Using both linear and tonal value to describe the influence each form has on one another. The exercise notes did suggest that the model be prepared to sit for an hour, we didn’t sit down for more than 35-40 minutes in total including a toilet break half way through the final drawing, luckily I had all the information needed to pick up the pose where we left off. I don’t know how I would have used the extra 20 or so minutes, I feel I had enough time, I may have spent the “free” time to work into the sofa some more, really describing the forms with a little more intensity, although this may have detracted from the pose overall so I am not too concerned.

Exercise 2: Essential Elements

This exercise asked for a sequence of six different poses lasting 10 minutes each. I didn’t have access to a model at the the time, and I did want to complete some studies of the unclothed figure. Due to lockdown I was unable to join a life drawing class, the only alternative was to work from photographs.
I did have several books on poses for artists, these while wasn’t as good as a real model was quite useful, every pose was photographed from various angles surrounding the model, from this you could get a better sense of the forms of the body, it was an acceptable middle ground.

I set a timer for 10 minutes, my aim was to use blocks of tone, I used the edge of the pencil to make my strokes broader, covering the space and rendering the forms quickly, refinements being sparred until the end.

\All but two of the studies showed a slight lean from the models central axis, that was the seated figure and the standing arms crossed.
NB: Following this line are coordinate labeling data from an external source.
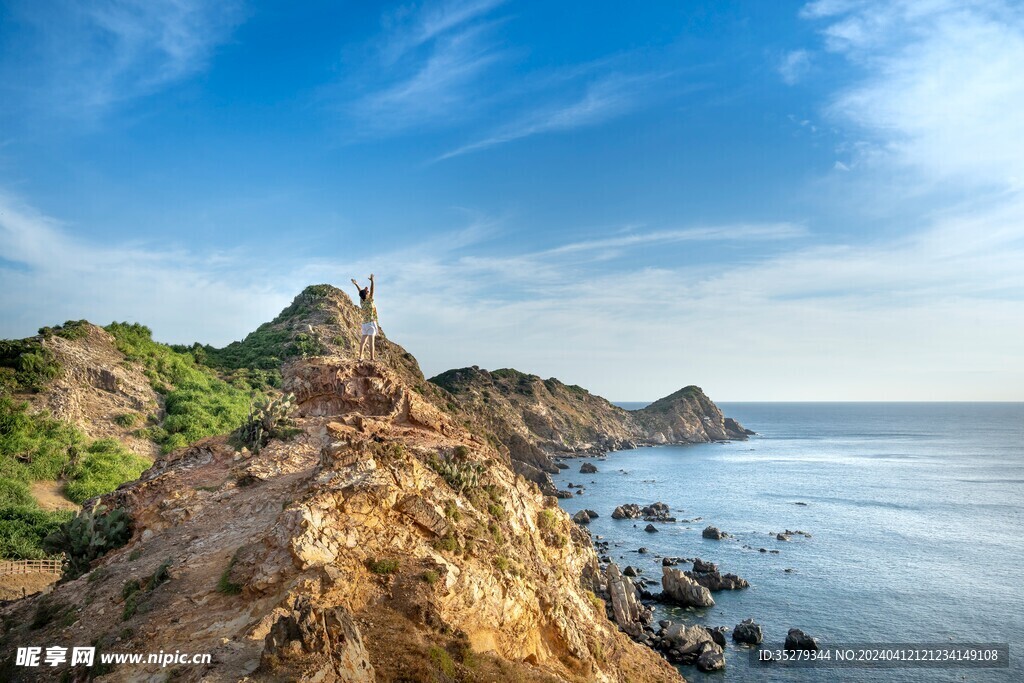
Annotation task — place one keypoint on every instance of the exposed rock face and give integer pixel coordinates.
(798, 640)
(655, 512)
(707, 574)
(629, 613)
(682, 590)
(691, 645)
(538, 418)
(346, 534)
(317, 644)
(748, 632)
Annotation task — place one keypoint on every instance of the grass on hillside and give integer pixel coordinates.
(34, 446)
(198, 403)
(258, 357)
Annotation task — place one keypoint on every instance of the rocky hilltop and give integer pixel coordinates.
(381, 526)
(537, 419)
(381, 541)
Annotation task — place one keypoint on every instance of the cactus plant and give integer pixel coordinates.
(89, 536)
(268, 419)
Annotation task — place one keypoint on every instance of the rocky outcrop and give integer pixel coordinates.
(629, 613)
(354, 544)
(707, 574)
(748, 632)
(316, 645)
(536, 418)
(798, 640)
(684, 591)
(655, 512)
(98, 389)
(691, 645)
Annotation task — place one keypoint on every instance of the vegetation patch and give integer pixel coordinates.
(197, 402)
(26, 365)
(382, 566)
(87, 537)
(34, 447)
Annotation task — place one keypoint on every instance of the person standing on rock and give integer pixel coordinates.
(368, 310)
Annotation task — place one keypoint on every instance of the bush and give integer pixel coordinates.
(461, 475)
(268, 420)
(29, 365)
(224, 584)
(198, 403)
(546, 519)
(24, 527)
(89, 536)
(382, 566)
(441, 659)
(104, 466)
(126, 419)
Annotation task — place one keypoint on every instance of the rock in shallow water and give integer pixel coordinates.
(682, 590)
(798, 640)
(748, 632)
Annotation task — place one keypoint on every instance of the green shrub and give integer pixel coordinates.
(89, 536)
(270, 419)
(198, 403)
(224, 584)
(28, 365)
(126, 419)
(441, 659)
(461, 475)
(546, 519)
(104, 465)
(448, 542)
(382, 566)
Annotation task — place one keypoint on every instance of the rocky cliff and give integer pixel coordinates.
(380, 541)
(538, 418)
(386, 536)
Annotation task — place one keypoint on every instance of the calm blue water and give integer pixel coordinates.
(915, 511)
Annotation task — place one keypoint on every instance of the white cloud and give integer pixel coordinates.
(603, 99)
(937, 314)
(942, 85)
(81, 58)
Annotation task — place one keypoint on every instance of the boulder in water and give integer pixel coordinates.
(748, 632)
(798, 640)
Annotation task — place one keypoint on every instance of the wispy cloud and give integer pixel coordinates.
(941, 81)
(936, 313)
(708, 233)
(78, 59)
(602, 99)
(794, 66)
(435, 69)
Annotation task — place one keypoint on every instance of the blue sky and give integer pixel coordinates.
(775, 201)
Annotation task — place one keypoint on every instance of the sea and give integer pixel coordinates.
(915, 516)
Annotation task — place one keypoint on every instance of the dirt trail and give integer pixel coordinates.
(50, 496)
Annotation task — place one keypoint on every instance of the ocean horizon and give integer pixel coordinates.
(914, 512)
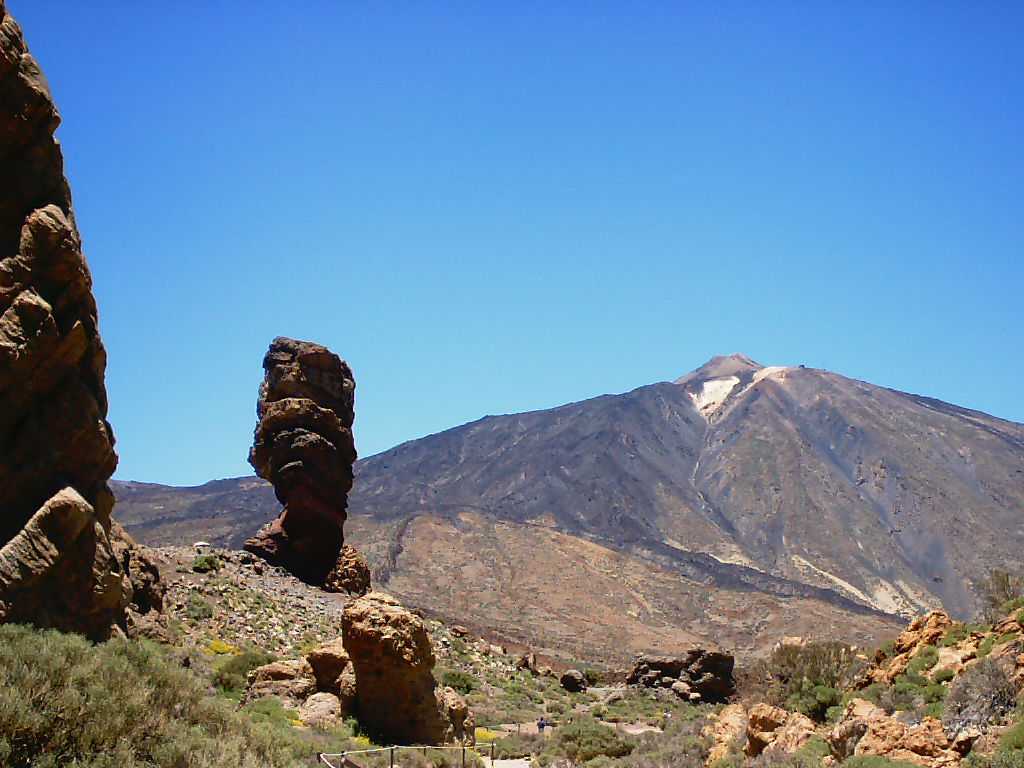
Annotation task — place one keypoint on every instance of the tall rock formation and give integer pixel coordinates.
(303, 444)
(58, 565)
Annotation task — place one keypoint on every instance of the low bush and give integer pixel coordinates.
(206, 564)
(518, 745)
(873, 761)
(197, 608)
(121, 704)
(926, 658)
(229, 675)
(808, 678)
(681, 745)
(461, 681)
(999, 593)
(584, 739)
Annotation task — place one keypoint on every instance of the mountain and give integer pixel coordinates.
(737, 503)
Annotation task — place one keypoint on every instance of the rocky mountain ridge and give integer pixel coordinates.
(740, 501)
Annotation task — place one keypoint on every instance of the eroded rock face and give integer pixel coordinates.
(866, 729)
(396, 697)
(923, 632)
(724, 732)
(58, 564)
(350, 573)
(303, 444)
(774, 730)
(706, 674)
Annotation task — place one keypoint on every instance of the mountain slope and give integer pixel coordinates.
(793, 497)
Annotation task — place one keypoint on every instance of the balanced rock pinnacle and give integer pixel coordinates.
(303, 444)
(60, 564)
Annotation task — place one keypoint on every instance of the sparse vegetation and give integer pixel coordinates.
(197, 608)
(807, 678)
(229, 674)
(584, 739)
(984, 694)
(461, 681)
(1001, 593)
(144, 711)
(206, 563)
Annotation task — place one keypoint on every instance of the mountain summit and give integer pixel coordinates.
(740, 503)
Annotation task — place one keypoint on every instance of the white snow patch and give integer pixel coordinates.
(771, 372)
(803, 564)
(713, 394)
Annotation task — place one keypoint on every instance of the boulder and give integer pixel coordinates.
(328, 663)
(303, 445)
(923, 631)
(573, 681)
(350, 573)
(321, 711)
(58, 565)
(526, 662)
(292, 682)
(777, 731)
(396, 697)
(708, 673)
(866, 729)
(724, 732)
(461, 723)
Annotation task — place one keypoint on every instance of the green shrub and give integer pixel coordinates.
(197, 608)
(999, 593)
(461, 681)
(873, 761)
(808, 678)
(230, 673)
(813, 700)
(585, 739)
(926, 658)
(206, 564)
(982, 695)
(518, 745)
(121, 704)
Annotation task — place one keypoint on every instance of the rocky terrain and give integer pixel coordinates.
(303, 445)
(738, 503)
(61, 563)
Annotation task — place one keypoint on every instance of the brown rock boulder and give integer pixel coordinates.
(396, 696)
(923, 631)
(725, 732)
(708, 673)
(776, 731)
(866, 729)
(292, 682)
(303, 444)
(329, 663)
(57, 562)
(350, 573)
(321, 711)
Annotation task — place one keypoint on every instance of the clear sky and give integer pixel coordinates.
(497, 207)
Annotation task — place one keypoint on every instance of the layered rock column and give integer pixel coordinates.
(57, 562)
(303, 445)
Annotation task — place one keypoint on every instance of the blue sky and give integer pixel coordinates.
(497, 207)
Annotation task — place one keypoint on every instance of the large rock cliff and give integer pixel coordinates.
(59, 565)
(303, 444)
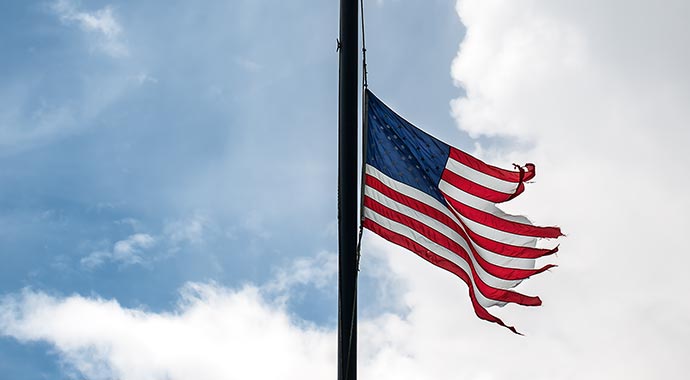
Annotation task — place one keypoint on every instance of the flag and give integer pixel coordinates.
(440, 203)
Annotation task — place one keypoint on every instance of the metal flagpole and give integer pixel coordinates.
(347, 190)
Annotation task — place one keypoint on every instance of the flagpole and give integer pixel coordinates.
(347, 190)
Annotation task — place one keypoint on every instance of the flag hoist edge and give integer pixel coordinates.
(440, 203)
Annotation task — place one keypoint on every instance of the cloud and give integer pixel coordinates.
(101, 23)
(126, 252)
(600, 105)
(318, 271)
(214, 333)
(190, 230)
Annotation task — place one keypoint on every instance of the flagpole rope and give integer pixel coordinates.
(360, 232)
(364, 49)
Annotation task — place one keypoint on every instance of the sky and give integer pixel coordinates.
(168, 187)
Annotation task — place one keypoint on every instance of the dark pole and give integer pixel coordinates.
(347, 190)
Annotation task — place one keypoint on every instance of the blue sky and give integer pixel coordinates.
(164, 160)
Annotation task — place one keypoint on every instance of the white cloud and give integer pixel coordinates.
(599, 91)
(127, 252)
(318, 271)
(215, 333)
(190, 230)
(100, 23)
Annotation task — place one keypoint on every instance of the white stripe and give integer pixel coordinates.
(486, 231)
(452, 191)
(441, 228)
(434, 248)
(480, 178)
(479, 203)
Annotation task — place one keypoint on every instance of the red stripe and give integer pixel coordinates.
(434, 259)
(478, 190)
(496, 222)
(444, 241)
(478, 165)
(488, 244)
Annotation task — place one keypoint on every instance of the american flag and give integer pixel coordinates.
(440, 203)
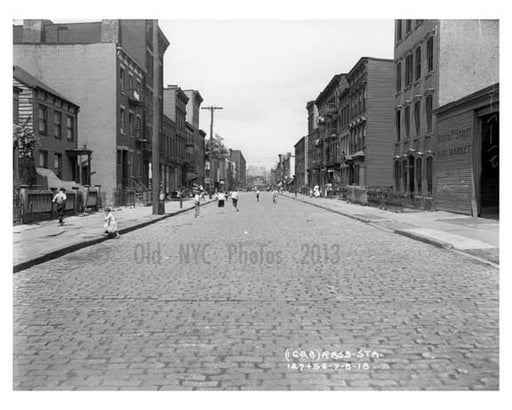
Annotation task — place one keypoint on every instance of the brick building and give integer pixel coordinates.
(53, 120)
(366, 124)
(106, 67)
(196, 171)
(313, 161)
(328, 120)
(175, 108)
(438, 62)
(350, 126)
(300, 163)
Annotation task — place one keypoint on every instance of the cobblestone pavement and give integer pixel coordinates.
(275, 297)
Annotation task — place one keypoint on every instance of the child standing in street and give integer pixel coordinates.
(111, 224)
(274, 196)
(197, 203)
(234, 198)
(221, 197)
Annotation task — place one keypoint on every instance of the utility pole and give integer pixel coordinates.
(155, 140)
(210, 156)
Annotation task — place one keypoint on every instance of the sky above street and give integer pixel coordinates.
(263, 72)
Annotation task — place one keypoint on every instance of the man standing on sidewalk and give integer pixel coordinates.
(197, 203)
(60, 199)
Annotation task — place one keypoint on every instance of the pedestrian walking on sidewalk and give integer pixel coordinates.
(274, 196)
(221, 197)
(234, 198)
(110, 224)
(197, 203)
(60, 199)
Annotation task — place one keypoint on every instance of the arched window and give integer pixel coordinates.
(407, 122)
(404, 175)
(428, 112)
(418, 63)
(398, 124)
(430, 54)
(418, 175)
(417, 121)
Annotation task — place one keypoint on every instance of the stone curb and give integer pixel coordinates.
(84, 244)
(411, 235)
(422, 238)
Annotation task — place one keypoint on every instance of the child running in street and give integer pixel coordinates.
(197, 203)
(111, 224)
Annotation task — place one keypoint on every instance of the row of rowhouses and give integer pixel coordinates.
(423, 127)
(105, 70)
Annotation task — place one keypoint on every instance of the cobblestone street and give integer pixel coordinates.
(274, 297)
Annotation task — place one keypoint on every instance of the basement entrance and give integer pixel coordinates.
(490, 176)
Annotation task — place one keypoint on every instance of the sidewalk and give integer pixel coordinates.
(477, 237)
(39, 242)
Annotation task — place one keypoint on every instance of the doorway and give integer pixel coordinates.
(490, 175)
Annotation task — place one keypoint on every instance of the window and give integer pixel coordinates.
(57, 165)
(130, 82)
(70, 127)
(417, 124)
(139, 127)
(57, 124)
(131, 129)
(398, 176)
(418, 63)
(418, 175)
(122, 120)
(398, 124)
(16, 109)
(429, 175)
(408, 70)
(121, 79)
(43, 159)
(404, 176)
(398, 77)
(407, 122)
(43, 119)
(428, 111)
(430, 54)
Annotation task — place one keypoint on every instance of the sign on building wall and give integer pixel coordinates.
(454, 161)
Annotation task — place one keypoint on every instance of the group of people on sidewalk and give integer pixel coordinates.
(110, 225)
(222, 197)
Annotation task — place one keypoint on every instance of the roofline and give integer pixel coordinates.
(46, 87)
(366, 58)
(197, 93)
(492, 89)
(298, 142)
(328, 87)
I have marked below where I believe the models centre of gravity and weight distribution would be calculated.

I found it hard to choose a preferred drawing, they all felt like the poses had a sense of distributed weight and mass, and I was pleased with the forms I described in the 10 minutes allotted to the task.

Exercise 3: Stance

This was an exercise comprised of quick 2 minute sketches with the emphasis on balance and observing the figures centre of gravity. I have marked on the image where I believed each central axis was during each pose. I noticed how much more confident I had become drawing the figure, especially ones that are off balance. I feel this section has definitely given me a greater understanding and the start of some good practices to draw a successful figure.

Exercise 4: Energy

This was another round of quick sketches focusing on energy, I used a brush pen, I enjoyed working this way on the loose sketches of Exercise 1: Quick studies and wanted to use it in a similar way to capture the motion of the subject. I asked my subject (Kathleen) to stretch, lean and pull in various poses, everything seemed to affect the poses, if my placement of the feet was off slightly then the poses intensity was reduced. I refined my lines until I was happy they conveyed the correct amount of force, weight distribution and any other physics that applied.

A reaching stretch, a pulling force with the right arm against the left

leaning backwards on the door handles, the tension in the arms taking the majority of the backwards force

cross armed lean, the weight on the subjects left foot, countered by the extension of the right leg

leaning over the counter reaching for the computer mouse, weight on the left leg and supported by the stool on the right leg.

Exercise 1: The structure of the human body

I used this exercise to get a greater understanding of not only the shape and form of the body parts but their function as a mechanical object. I tried to cover the whole body and picked out some of the more complicated structures and their relation to each other not only in position but size also.